Effect of hyperfine structure on crystallization, microstructure and magnetic properties of amorphous Nd9Fe85B6 alloy

Crystallization of amorphous alloy is a commonly used method to fabricate nanocomposite permanent magnets. However, the effect of the hyperfine structures of amorphous alloy on microstructure evolution and magnetic properties of the obtained nanocomposites is far from understood. Here, amorphous Nd9Fe85B6 alloys with different hyperfine structures, i.e., different short-range orders (Rs = 0.80-0.91 nm), were prepared via melt spinning. The effects of the hyperfine structure on crystallization behavior, microstructure, and magnetic properties of the material upon thermal annealing were investigated in depth.
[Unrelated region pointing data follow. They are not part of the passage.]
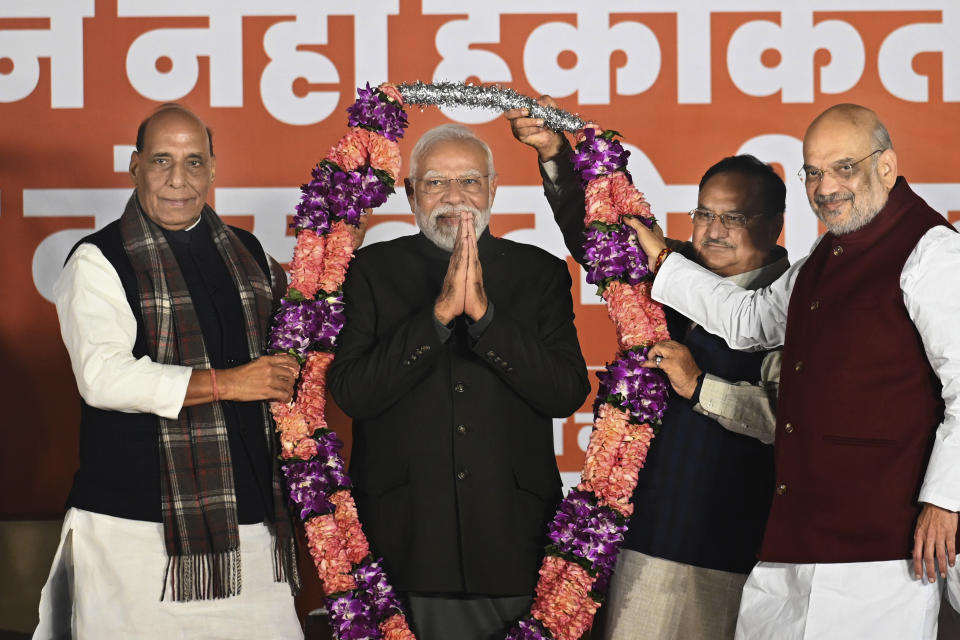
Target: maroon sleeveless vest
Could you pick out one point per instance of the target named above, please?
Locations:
(859, 403)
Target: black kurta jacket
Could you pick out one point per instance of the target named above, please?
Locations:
(453, 462)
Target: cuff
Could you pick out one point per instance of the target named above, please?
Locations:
(476, 329)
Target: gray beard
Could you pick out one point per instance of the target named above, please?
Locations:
(446, 237)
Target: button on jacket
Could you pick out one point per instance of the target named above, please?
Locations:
(453, 464)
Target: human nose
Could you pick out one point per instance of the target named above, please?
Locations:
(176, 177)
(454, 192)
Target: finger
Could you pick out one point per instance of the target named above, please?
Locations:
(929, 562)
(513, 114)
(942, 557)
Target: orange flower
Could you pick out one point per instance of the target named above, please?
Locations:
(351, 150)
(600, 206)
(562, 602)
(391, 92)
(325, 539)
(395, 628)
(307, 258)
(384, 155)
(311, 392)
(339, 252)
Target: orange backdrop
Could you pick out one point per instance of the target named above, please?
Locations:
(685, 86)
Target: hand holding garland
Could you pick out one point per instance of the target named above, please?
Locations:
(266, 378)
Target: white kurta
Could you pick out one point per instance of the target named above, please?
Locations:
(107, 576)
(813, 600)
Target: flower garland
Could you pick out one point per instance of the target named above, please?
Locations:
(587, 530)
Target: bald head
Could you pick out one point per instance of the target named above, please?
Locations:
(850, 167)
(855, 118)
(173, 167)
(171, 108)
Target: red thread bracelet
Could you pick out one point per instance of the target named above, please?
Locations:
(213, 380)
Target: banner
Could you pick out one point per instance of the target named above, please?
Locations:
(685, 85)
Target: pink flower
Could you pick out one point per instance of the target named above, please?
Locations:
(333, 566)
(351, 151)
(562, 602)
(307, 258)
(312, 392)
(391, 92)
(339, 252)
(395, 628)
(599, 204)
(385, 155)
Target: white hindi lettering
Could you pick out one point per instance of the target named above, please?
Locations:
(222, 44)
(461, 61)
(593, 41)
(62, 43)
(895, 61)
(796, 39)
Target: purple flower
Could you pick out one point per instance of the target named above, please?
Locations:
(374, 111)
(376, 590)
(614, 255)
(301, 324)
(586, 530)
(640, 390)
(311, 483)
(598, 156)
(334, 194)
(528, 628)
(350, 618)
(309, 487)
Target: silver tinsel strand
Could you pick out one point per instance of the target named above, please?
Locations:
(458, 94)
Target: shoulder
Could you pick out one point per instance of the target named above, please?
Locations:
(528, 254)
(386, 250)
(108, 240)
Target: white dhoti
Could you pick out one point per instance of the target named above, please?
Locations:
(655, 598)
(108, 576)
(841, 601)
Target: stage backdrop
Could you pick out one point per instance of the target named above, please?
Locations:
(685, 85)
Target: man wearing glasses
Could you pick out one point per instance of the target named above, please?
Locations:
(702, 499)
(458, 349)
(868, 429)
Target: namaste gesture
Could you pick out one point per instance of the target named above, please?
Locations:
(462, 291)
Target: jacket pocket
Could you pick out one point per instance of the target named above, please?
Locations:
(860, 442)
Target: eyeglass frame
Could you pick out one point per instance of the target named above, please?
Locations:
(802, 173)
(723, 217)
(446, 183)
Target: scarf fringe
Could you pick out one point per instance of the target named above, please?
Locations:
(285, 567)
(206, 576)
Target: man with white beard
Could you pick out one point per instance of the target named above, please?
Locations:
(862, 534)
(459, 348)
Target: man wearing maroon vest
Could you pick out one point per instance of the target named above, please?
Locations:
(867, 448)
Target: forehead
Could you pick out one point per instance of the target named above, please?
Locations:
(175, 129)
(728, 191)
(453, 157)
(833, 140)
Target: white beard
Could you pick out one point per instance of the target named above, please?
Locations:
(444, 235)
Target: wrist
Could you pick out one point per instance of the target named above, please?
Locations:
(661, 257)
(695, 396)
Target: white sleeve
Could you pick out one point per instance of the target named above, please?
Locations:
(747, 320)
(99, 331)
(930, 281)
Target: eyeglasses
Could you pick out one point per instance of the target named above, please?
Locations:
(842, 171)
(469, 184)
(702, 218)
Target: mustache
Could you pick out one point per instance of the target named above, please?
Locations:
(447, 209)
(716, 242)
(832, 197)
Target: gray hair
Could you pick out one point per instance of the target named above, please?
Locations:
(881, 137)
(443, 133)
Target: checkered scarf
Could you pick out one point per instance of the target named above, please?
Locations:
(198, 500)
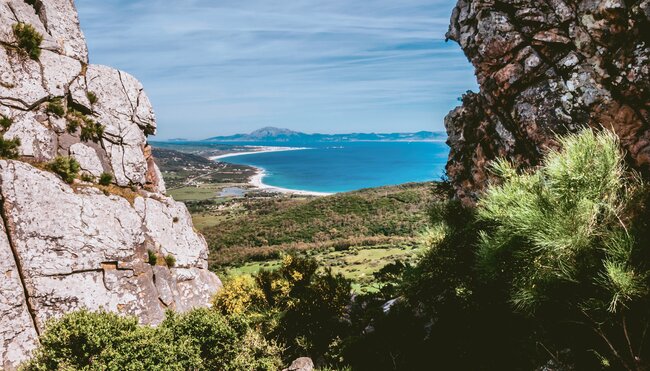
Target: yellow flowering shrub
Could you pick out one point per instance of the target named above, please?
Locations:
(238, 295)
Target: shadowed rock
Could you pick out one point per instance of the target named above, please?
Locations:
(547, 67)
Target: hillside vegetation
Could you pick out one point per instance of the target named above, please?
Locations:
(261, 228)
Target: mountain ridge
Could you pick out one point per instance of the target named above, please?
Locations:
(274, 134)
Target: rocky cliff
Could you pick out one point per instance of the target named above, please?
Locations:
(82, 245)
(548, 67)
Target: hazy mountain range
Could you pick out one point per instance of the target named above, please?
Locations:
(272, 134)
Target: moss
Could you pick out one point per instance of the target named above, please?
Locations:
(152, 258)
(5, 122)
(170, 260)
(92, 97)
(123, 192)
(106, 179)
(9, 148)
(29, 40)
(55, 107)
(91, 131)
(87, 177)
(66, 167)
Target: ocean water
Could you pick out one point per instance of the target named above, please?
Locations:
(342, 167)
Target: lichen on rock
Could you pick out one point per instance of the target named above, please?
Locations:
(548, 67)
(68, 247)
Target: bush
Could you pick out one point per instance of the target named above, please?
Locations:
(105, 179)
(5, 122)
(559, 240)
(87, 177)
(66, 167)
(55, 107)
(9, 148)
(91, 131)
(152, 257)
(92, 97)
(170, 260)
(29, 40)
(238, 296)
(198, 340)
(312, 303)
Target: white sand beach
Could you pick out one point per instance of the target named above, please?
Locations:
(257, 182)
(258, 150)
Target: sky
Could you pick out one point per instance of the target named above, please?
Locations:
(222, 67)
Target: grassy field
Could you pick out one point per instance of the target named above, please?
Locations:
(356, 263)
(259, 229)
(355, 233)
(186, 173)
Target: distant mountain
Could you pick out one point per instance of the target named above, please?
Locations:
(271, 134)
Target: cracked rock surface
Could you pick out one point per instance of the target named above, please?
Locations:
(67, 247)
(548, 67)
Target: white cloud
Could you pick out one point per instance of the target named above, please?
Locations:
(214, 67)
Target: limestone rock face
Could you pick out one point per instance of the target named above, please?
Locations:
(67, 247)
(548, 67)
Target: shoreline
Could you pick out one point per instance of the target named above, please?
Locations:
(260, 150)
(256, 181)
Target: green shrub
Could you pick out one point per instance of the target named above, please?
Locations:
(152, 257)
(313, 304)
(561, 241)
(105, 179)
(55, 107)
(29, 40)
(198, 340)
(225, 343)
(9, 148)
(170, 260)
(87, 177)
(92, 97)
(5, 122)
(66, 167)
(547, 224)
(91, 131)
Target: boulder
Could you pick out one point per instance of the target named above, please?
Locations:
(83, 246)
(547, 67)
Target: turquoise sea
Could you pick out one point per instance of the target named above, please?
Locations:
(342, 167)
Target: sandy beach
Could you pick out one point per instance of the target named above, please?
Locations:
(256, 180)
(258, 150)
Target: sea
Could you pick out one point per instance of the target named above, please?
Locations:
(342, 167)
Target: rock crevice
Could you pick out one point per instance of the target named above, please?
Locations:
(547, 68)
(68, 247)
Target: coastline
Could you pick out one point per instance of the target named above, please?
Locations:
(256, 181)
(260, 150)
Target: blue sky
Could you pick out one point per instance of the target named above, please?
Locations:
(329, 66)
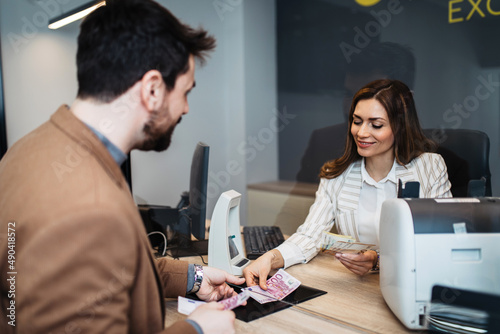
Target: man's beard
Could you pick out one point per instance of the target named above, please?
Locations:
(156, 140)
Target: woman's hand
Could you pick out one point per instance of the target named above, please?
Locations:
(258, 270)
(360, 263)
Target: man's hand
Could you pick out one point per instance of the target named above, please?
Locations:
(213, 319)
(258, 270)
(360, 263)
(214, 287)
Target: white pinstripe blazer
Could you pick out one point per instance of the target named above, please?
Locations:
(337, 202)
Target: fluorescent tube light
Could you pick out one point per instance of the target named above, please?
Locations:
(75, 14)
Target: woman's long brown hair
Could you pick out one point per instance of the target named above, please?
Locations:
(409, 139)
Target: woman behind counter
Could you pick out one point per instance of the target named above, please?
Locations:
(385, 143)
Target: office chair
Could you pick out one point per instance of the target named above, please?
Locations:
(471, 146)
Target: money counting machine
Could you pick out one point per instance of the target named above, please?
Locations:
(425, 243)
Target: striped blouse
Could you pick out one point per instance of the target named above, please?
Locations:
(337, 202)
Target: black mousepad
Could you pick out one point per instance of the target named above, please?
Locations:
(253, 310)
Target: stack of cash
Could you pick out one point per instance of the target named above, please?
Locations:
(278, 287)
(336, 243)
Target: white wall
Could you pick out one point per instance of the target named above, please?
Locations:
(235, 93)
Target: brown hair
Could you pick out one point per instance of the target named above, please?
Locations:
(409, 139)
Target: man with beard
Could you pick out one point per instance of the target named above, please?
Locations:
(79, 253)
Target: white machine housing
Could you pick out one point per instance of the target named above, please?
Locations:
(225, 247)
(426, 242)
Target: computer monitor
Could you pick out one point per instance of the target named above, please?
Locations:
(187, 220)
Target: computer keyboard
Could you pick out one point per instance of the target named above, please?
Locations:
(260, 239)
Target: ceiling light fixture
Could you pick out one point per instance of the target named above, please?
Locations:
(75, 14)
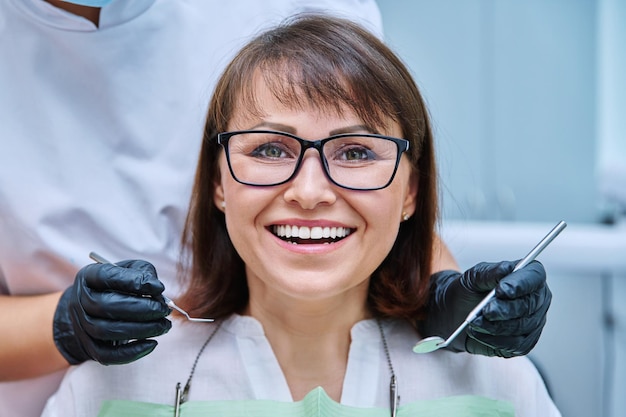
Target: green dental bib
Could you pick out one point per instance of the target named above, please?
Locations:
(316, 404)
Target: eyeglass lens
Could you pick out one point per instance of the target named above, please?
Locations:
(354, 161)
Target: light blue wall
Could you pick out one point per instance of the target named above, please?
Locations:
(528, 101)
(511, 86)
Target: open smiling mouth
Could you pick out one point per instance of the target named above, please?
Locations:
(303, 235)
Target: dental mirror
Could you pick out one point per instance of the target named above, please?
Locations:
(99, 259)
(432, 343)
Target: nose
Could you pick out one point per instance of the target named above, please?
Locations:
(310, 187)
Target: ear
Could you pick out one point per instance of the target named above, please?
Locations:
(218, 196)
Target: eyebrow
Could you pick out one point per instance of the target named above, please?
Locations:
(290, 129)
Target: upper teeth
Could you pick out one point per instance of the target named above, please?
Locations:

Crystallization kinetics calculations show that a larger Rs leads to a smaller apparent crystallization activation energy, which leads to higher volume fractions of alpha-Fe and Nd2Fe14B. At the same time, a crystallizaition process dependent stage crystallization activation energy of Nd2Fe14B has been obtained, which is low at nucleation stage and increases with crystallization process, i.e. easy for nucleation but hard for growth, which leads to a smaller grain size of Nd2Fe14B. As a result, optimized magnetic properties were obtained in the sample with Rs = 0.91 nm.